Our approach fits nicely with recent trends in the literature that strongly emphasize the need for going beyond average-based metrics, stressing the importance of using data weighted on individual thresholds or baselines. In addition, it is relevant because it provides a robust metric to quantify intra- and inter-individual motor distances. Notably, the fact that any unique motor signature is grounded on how each individual specifically varies data (i.e., each individual’s distinctive way of dispersing data in the space) represents the main novelty.

A note of caution is nevertheless necessary for what concerns the analytical and quantitative interpretation of the defined space of variability. Any parameter concerning the geometry of ellipses is in fact strongly dependent on the solution found by the MDS, being therefore influenced by the specific set of steps (and obviously, subjects) considered. Consequently, even the insertion of a new step could slightly alter the final result. Therefore, as a practical example, the total area of each ellipse can be legitimately analyzed to infer which subjects express greater motor variability. But it should be kept in mind that if the area of subject A is equal to 10 and the area of subject B is equal to 3, subject A will surely be more variable than subject B, even after the inclusion of subject C in the sample, but the actual area values for subjects A and B will likely be different now.

More generally, although the geometric representation of motor variability provides a robust framework for analyses conducted within a study (i.e., within-study analyses), it is worth noting that the resulting values of each space of variability (e.g., the sizes of the ellipses) depend on the specific dataset used to compute them. Numerical comparisons between independent studies should therefore be made with caution. However, when raw data from different datasets relating to a task are available, direct comparisons become technically possible. In this scenario, the application of the same Procrustes transformation and MDS mapping to all datasets ensures that the distance matrices and the resulting motor fingerprints are comparable and interpretable across datasets. This approach enables researchers to generalize the method beyond individual studies and thus permits between-study comparisons, which can potentially offer a more complete picture of motor fingerprints across populations (e.g., clinical vs. nonclinical), measurement systems, and experimental manipulations. Where more standardization is required, strategies such as normalizing variability measures to a reference dataset or creating a shared embedding space for motor fingerprints through meta-analytical methods can be explored.

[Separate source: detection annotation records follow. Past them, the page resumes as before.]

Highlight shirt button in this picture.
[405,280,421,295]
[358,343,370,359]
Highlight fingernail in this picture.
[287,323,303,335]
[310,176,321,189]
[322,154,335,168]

Lastly, it is important to note that while our focus has been on motor variability, the concept of variability extends to neural domains as well. Other critical aspects include neural variability, the space of neural variability, and the neural fingerprint (Arazi et al., 2017; Lu et al., 2024). A particularly intriguing future challenge is to explore potential covariation effects between neural and motor variability (for an elegant and pioneering study, see Haar et al., 2017; see also Casartelli et al., 2023; Panzeri & Nili, 2024). These investigations would align with the integrative framework that dynamically combines factors shaping the composite brain-body-environment system (Criscuolo et al., 2024). How these insights will be operationalized in the near future represents a stimulating and promising area of research.